Читаем The Dragon's Tapestry полностью

“The dragon torments the city of Rune-dar when he is not flying in the south inner lands. He thinks the people there must know something of the wizard. I asked Crob to bring the sick and young from there to this house, thinking they would be safe here.” Camlach’s face was pale. “My brother is coming south­ward from Duma with fresh fighting men and stronger weapons. I had hoped he would be here by now.”

They watched as the dragon’s shadow circled around them, rippling black over the slope. At the foot of the hill, Crob and the small group of villagers crouched.

The dragon blocked the sun like a black cloud, and Marwen saw it for the first time with her mortal eyes. She was mesmer­ized. Its wings were like veined sails on huge bones, full of bloody magic. Its neck arched in a dark ageless pride, and from its mouth it vomited a bright hot wind.

Camlach unsheathed his sword.

“What are you doing?” Marwen asked.

“Crob will die and the people with him. He was following my orders.” Marwen watched aghast as Camlach stood in the door­way taking several deep breaths and then ran with all his strength down the hill, shouting challenges and insults to the dragon as he went. Torbil cursed and followed at his heels. Perdoneg laughed, and a star of fire blazed from his mouth. The wind throbbed drumlike beneath the beast’s immense wings, and on the ground below, Marwen could see the dragon’s thin black shadow darken the faces of the villagers. There was a gleam of arrows in the sun, needlelike against the dark scaly hide of the dragon’s belly. Marwen stopped breathing as she saw the creature descend, roaring his anger and filling the sky with an ash-flaked heat. One man fell, engulfed in flames, twisting and writhing silently in fire. All around him the villagers screamed. Clutching their faces, falling on their children, they let the man die, the man Marwen knew was Crob.

 She ran from the house on to the crest of the hill.

“Perdoneg!” she cried. “I am Marwen, daughter of Nimroth. I have come.” Though her voice could not have carried, the dragon hovered, spun about and bucked, and began to fly toward her, forgetting his play with the terrified villagers and with Camlach.

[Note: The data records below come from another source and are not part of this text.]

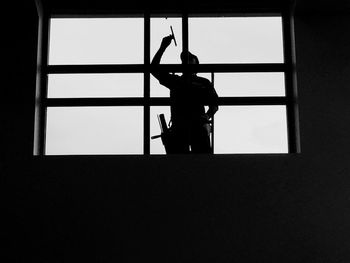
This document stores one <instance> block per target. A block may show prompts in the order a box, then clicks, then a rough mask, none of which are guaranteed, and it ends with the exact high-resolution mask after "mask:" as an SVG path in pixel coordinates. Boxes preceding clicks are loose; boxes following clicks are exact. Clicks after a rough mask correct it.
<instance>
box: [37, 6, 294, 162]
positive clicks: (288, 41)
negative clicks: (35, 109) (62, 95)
mask: <svg viewBox="0 0 350 263" xmlns="http://www.w3.org/2000/svg"><path fill="white" fill-rule="evenodd" d="M172 15H176V16H180V17H181V19H182V49H183V51H187V50H188V41H189V36H188V33H189V32H188V28H189V25H188V22H189V17H196V16H197V17H198V16H202V17H209V16H214V17H218V15H222V16H232V17H236V16H247V17H250V16H251V17H260V16H280V17H281V18H282V37H283V52H284V54H283V57H284V61H283V63H251V64H249V63H236V64H235V63H233V64H200V65H198V71H199V72H201V73H211V76H212V81H214V76H215V74H214V72H217V73H219V72H220V73H223V72H229V73H249V72H261V73H263V72H282V73H284V76H285V96H281V97H278V96H269V97H220V98H219V107H220V105H230V106H242V105H245V106H246V105H255V106H256V105H269V106H272V105H284V106H286V113H287V132H288V134H287V138H288V154H291V153H298V152H300V143H299V131H298V130H299V129H298V122H297V116H298V108H297V93H296V72H295V54H294V44H293V43H294V36H293V20H292V19H293V16H292V14H291V13H290V12H289V11H283V10H282V11H277V12H259V13H255V12H254V13H249V12H245V13H233V12H231V13H227V12H225V13H220V14H218V13H217V12H215V14H214V13H211V12H201V13H198V14H196V13H188V12H178V11H177V12H174V14H164V13H161V14H157V13H152V12H144V13H135V14H114V15H65V14H55V15H51V14H49V13H47V12H41V14H40V15H39V39H38V70H37V89H36V110H35V128H34V129H35V134H34V136H35V137H34V155H38V156H44V155H46V154H45V148H46V145H45V143H46V130H45V129H46V117H47V116H46V110H47V108H48V107H67V106H68V107H83V106H142V107H143V114H144V116H143V127H144V130H143V136H144V137H143V154H141V155H150V154H151V153H150V142H151V136H152V135H153V134H152V135H151V134H150V108H151V107H152V106H169V105H170V98H168V97H151V96H150V95H151V94H150V88H151V87H150V74H151V71H152V69H154V68H157V67H162V68H166V69H167V70H169V71H170V72H185V71H187V70H190V69H191V65H186V64H161V65H157V66H154V65H151V64H150V61H151V57H150V53H151V50H150V49H151V47H150V41H151V39H150V36H151V34H150V30H151V18H152V17H165V16H168V17H170V16H172ZM80 17H83V18H104V17H115V18H118V17H143V19H144V45H143V46H144V61H143V62H144V63H143V64H108V65H90V64H89V65H48V54H49V36H50V32H49V30H50V20H51V18H80ZM74 73H79V74H84V73H142V74H143V92H144V95H143V97H139V98H138V97H137V98H135V97H122V98H113V97H112V98H48V97H47V91H48V87H47V85H48V75H49V74H74ZM214 85H215V84H214ZM213 132H214V131H213ZM212 143H214V136H213V133H212ZM212 149H214V147H212ZM233 154H234V153H233ZM259 154H261V153H259ZM267 154H268V153H267ZM89 155H90V154H89ZM92 155H93V154H92ZM118 155H119V154H118Z"/></svg>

Marwen ran back into the house, stood in the center of the room and clamped a hand over her mouth, quelling her nausea, swallowing her screams. Perdoneg’s tapestry was here. She could feel its potent magic. But she had covered it too well with her own spells, spells on top of Nimroth’s spells, layers of magic like dust, like fine ash.

She threw her arms into the air and then bent them over her head as if to protect it from descending flames. She felt a cooling sweat on her forehead. From a great distance away, it seemed, Marwen heard the dragon’s voice like wind in a canyon, “Come to me Marwen. You are mine.”

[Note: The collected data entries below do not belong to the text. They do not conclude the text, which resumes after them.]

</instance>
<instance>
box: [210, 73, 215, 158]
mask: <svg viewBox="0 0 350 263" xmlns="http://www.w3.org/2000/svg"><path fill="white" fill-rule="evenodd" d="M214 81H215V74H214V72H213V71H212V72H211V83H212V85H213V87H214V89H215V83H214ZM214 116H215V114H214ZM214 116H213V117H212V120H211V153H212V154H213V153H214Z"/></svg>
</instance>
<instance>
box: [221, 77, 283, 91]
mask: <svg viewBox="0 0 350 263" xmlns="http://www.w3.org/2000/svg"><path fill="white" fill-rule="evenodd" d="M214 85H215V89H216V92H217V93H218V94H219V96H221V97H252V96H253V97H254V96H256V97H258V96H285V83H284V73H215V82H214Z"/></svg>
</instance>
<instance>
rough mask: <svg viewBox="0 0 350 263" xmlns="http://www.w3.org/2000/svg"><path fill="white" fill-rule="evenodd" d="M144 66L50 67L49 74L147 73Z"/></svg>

She looked up, trying to breathe normally, feeling the magic flood through her soul like music, a heavy horrible music, a strain remembered from a nightmare. “I need to know where the tapestry of Perdoneg is,” she whispered aloud into the deep­ening dimness of the house, for Perdoneg blocked the sun from the window. “What spell? What spell?”

But there was no answer, no spell, no answer. The greatrug was beneath her feet felt cool and silken, and her legs tingled weakly. Her head felt heavy on her neck. She sat on the rug, seeming to float gently down.

And so now all was lost. Perdoneg would take her to his king­dom of lost and unfinished souls, and then he would return and rule all of Ve. Sometimes light and truth prevailed, and some­times in the ages of man, dark and untruth prevailed. Her name would go down forever in the songs that survived as the last of the wizards, the wizard who failed before the magic of Perdoneg. And she would live the long night of death with the vision of good gentle Crob burning to bones before her eyes. In that moment she almost wished she were soulless.

“I am waiting, Marwen, daughter of Nimroth,” the dragon hissed with a voice like a hailstorm.

She groaned and lay on the greatrug, pressing her face into its dusty threads. Before her eyes, woven into the rug, was the image of a white wing.

She touched it. She brushed at it, pressed it with her hand.

She sat up quickly, her heart pressing against her breastbone. Wildly, roughly, she brushed the dust away and scraped with her fingernail at the hardened skin of bird droppings until a white wingwand appeared. More frantically she beat at the dust until it choked her. She could see some of the designs in the rug.

On her hands and knees, forgetting to breathe or speak, Marwen ran her hands over the rich pictures that some skilled hand had woven: the white wingwand circled in ice gozzys, the flower of death; the staff also circled in white ice gozzys; the symbols of the skull, bloodpetal and witchwafer.

She pushed the table aside. It toppled over.

“This is not a greatrug,” she cried aloud to no one. “This is Perdoneg’s tapestry!”